On Tuesday, the city announced that the Planning Commission meeting set to discuss the changes to Bretton Woods would be canceled.
In an email from developer David Taormino, he said, “We are requesting a continuation of the above matter to the next available meeting. The purpose of continuation is to allow me an opportunity to put in writing our proposal and its justification that I intended to deliver orally to the Planning Commission.”
He added, “Unfortunately, not doing so initially has led to erroneous conclusions by some members of the Davis community.”
In a phone interview with the Vanguard late this week, Taormina acknowledged blame for that miscommunication. In light of George Floyd, he said they have to think about “people’s sensitivities to perceived or actual discrimination — particularly in housing.”
He said he is going back to the drawing board “about how to minimize or reduce the likelihood of litigation — and still deliver on the promise of the Davis-based Buyers Program (DBBP) which I’m not stepping away from one iota.”
At this point he said he had been hoping to break ground in September but it may now have to be closer to the spring.
“Right now we have about 90 Davis-based homeowners who have put $5,000 into escrow to a reserve a lot and a home in phase one,” he said. “By the time phase one starts construction, we will have 100 percent of those units sold. That’s without any advertising whatsoever… without even a model.” According to the Phased Tentative Subdivision Map No. 5180 there are a total of 118 lots in phase one.
“Much of this is show over substance,” he said. “The substance is delivering on the promise. I want to deliver on the promise.”
He said that events in recent weeks have made him “more sensitive to perceptions of racial unfairness.”
For the first time, he acknowledged “if you dig into the statistics in Davis and you look at the Davis-based Buyers Program it could give you the perception that the program may not be sensitive enough to people of color.”
This was definitely a complaint made by the opposition to the project back in 2018 — a fact that Taormino acknowledged.
“Yes,” he said. “What we’re trying to do, is figure out how to make it more sensitive to people of color. [And] not punish Davis buyers at the same time.”

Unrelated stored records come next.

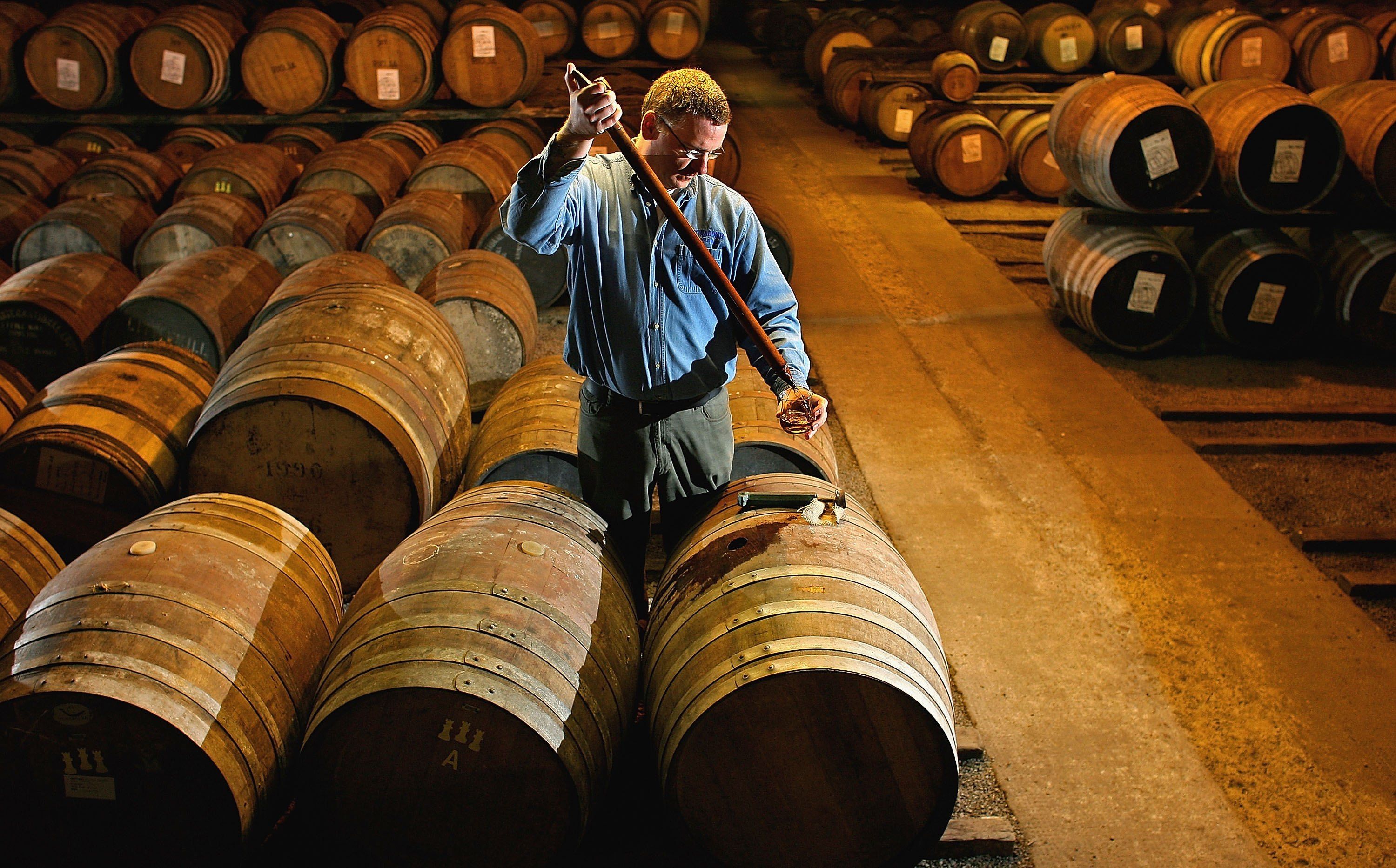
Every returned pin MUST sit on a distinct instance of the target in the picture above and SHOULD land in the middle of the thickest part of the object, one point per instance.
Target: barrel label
(482, 41)
(390, 86)
(1338, 47)
(172, 67)
(73, 475)
(1267, 305)
(1148, 287)
(1159, 155)
(1251, 51)
(1289, 160)
(70, 74)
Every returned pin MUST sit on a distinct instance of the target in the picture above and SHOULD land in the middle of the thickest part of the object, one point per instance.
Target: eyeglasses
(686, 150)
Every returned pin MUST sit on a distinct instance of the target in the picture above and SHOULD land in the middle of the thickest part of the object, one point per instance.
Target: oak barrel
(164, 680)
(488, 302)
(1130, 143)
(355, 394)
(292, 60)
(492, 58)
(479, 688)
(309, 227)
(764, 619)
(27, 563)
(1276, 150)
(102, 444)
(201, 303)
(530, 432)
(185, 58)
(1127, 285)
(104, 224)
(49, 313)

What David Taormino also acknowledged was that his intention was not to end the Davis-based Buyers Program, but he admitted that his approach was flawed.
“We never intended to give the impression, although we did,” he said, acknowledging that the impression was that they were ending the promise that 90 percent of the buyers would be Davis residents. He believes he will get there at this point with or without the provisions in place.
He took blame for the miscommunications, stating, “I agree our application was poorly handled by ourselves, we should have presented much more detail — it was my goal to present all of the detail at the Planning Commission and get their feedback on how they saw things. That was obviously poor planning on my part.”
Taormino said he hopes to have the modified program or a replacement program for public release so everyone can see what they are doing and why they are doing it and “not giving the impression that we are abandoning the principles outlined during the campaign, nor are we trying to do a bait and switch.
“Having said that, we did not handle the first part very well,” he said. “I apologize for that.”